Pünktlich zu den Weihnachtsmärkten bekommt Deutschland von Erdogan neue IS Terroristen geschenkt

Von Wolfgang Schlichting – Publizist + Buchautor

Auf den Erdogan kann man sich verlassen, der hat versprochen, dass am 11.11.2019 der erste deutsche IS Terrorist nach Hause fliegen darf und er hat sein Wort gehalten!
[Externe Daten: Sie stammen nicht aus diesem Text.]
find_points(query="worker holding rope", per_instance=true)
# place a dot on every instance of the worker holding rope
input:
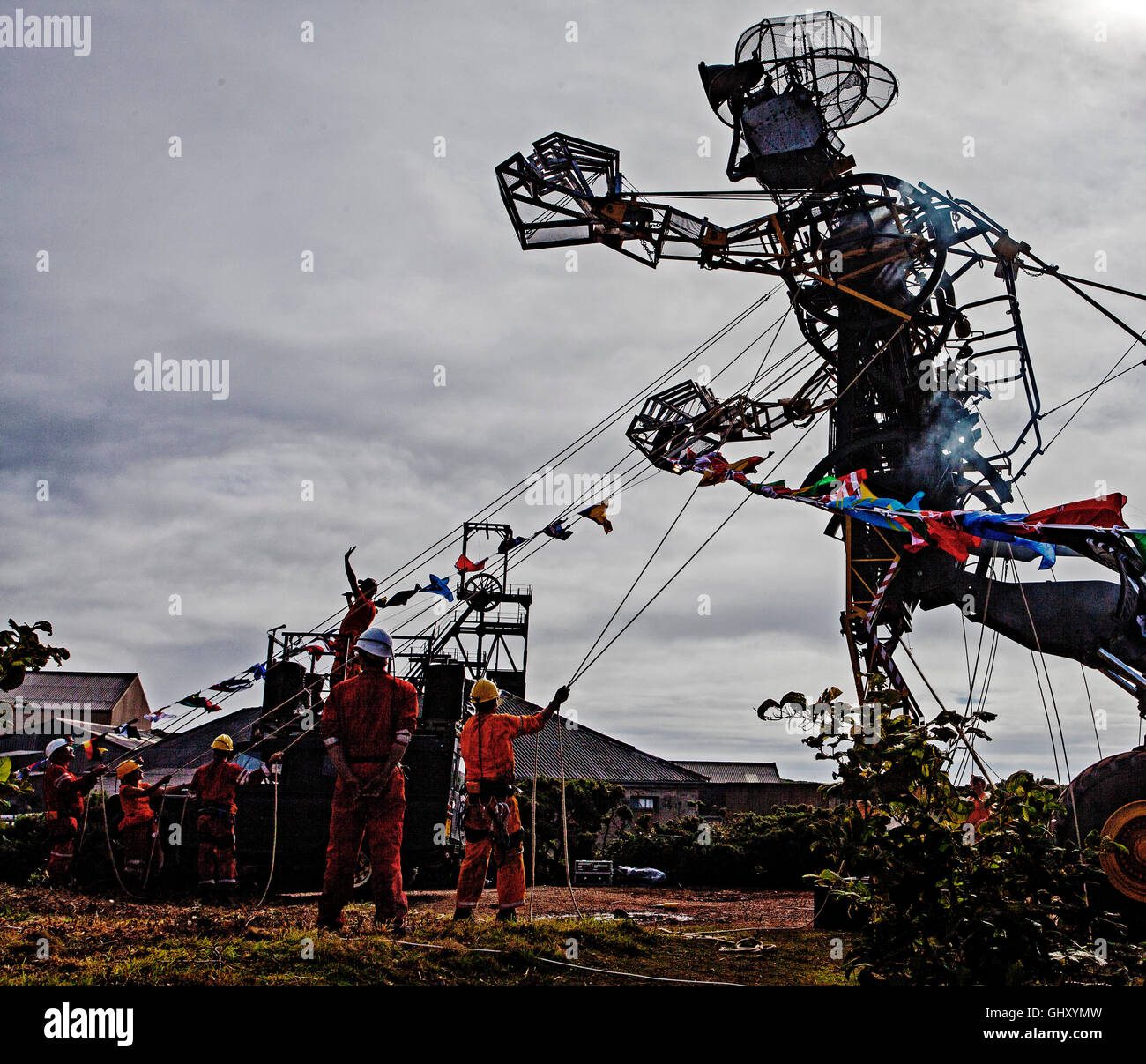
(492, 820)
(142, 857)
(214, 788)
(367, 724)
(63, 794)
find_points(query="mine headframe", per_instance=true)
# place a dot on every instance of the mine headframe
(488, 636)
(794, 83)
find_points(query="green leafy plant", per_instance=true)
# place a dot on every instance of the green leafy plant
(21, 651)
(592, 808)
(946, 903)
(746, 850)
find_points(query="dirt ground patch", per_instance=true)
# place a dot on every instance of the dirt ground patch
(626, 935)
(726, 910)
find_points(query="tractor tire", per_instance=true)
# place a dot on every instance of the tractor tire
(1110, 797)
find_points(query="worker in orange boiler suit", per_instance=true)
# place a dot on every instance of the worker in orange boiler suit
(142, 852)
(214, 788)
(63, 794)
(367, 724)
(493, 821)
(359, 616)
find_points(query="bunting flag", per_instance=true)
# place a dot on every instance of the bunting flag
(1092, 527)
(849, 487)
(236, 683)
(597, 514)
(401, 598)
(557, 530)
(250, 766)
(511, 541)
(1101, 513)
(197, 702)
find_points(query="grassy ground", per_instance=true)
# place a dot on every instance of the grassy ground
(107, 941)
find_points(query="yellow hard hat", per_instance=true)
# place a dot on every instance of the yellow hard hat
(485, 690)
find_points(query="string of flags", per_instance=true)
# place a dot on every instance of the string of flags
(465, 565)
(1090, 527)
(198, 701)
(435, 584)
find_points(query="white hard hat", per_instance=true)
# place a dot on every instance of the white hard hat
(54, 746)
(376, 643)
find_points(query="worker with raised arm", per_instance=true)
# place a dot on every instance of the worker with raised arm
(493, 821)
(367, 724)
(360, 614)
(142, 852)
(63, 794)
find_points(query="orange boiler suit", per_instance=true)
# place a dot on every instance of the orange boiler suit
(366, 716)
(356, 621)
(142, 854)
(493, 821)
(63, 794)
(214, 786)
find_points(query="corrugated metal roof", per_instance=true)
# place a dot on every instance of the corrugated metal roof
(101, 689)
(175, 748)
(736, 771)
(588, 755)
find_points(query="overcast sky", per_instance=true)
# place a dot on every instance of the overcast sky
(329, 147)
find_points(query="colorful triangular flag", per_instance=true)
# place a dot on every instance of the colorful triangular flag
(401, 598)
(597, 514)
(557, 530)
Die nächsten 7 deutschen IS Terroristen müssen noch 3 Tage warten, die dürfen erst am 14.11.2019 nach Deutschland fliegen und kurz danach noch einmal 12 deutsche IS Terroristen, somit werden kurz vor der Öffnung der Weihnachtsmärkte außer den bereits in Deutschland befindlichen IS Terroristen weitere 20 gnadenlose und extrem brutale Killer wieder zu Hause sein.

Die Bundesregierung hat inzwischen zu der Überstellung der Gewaltverbrecher Stellung genommen und der deutschen Bevölkerung mitgeteilt, dass der bereits heute überstellte Terrorist keinerlei Verbindung zur IS Miliz gehabt hätte und wir werden über die restlichen, in den nächsten Tagen in Deutschland eintreffenden Mörder und Totschläger ebenfalls mit dem üblichen Lügengesülze konfrontiert werden, dass es sich bei ihnen gleichfalls um harmlose Chorknaben handelt, die keiner Fliege etwas zu Leide tun können, was auf die Fliegen bezogen sogar stimmt.

Die „Chorknaben“, die Herr Erdogan nach Deutschland geschickt hat, haben sich in Syrien, oder im Irak verlaufen, weil einer von ihnen die Wanderkarte als Toilettenpapier benutzt hat und wurden dann gefangen genommen und eingesperrt, weil das Abputzen des Hinterns mit einer nicht geweihten Wanderkarte im Koran als ein schweres Verbrechen deklariert ist.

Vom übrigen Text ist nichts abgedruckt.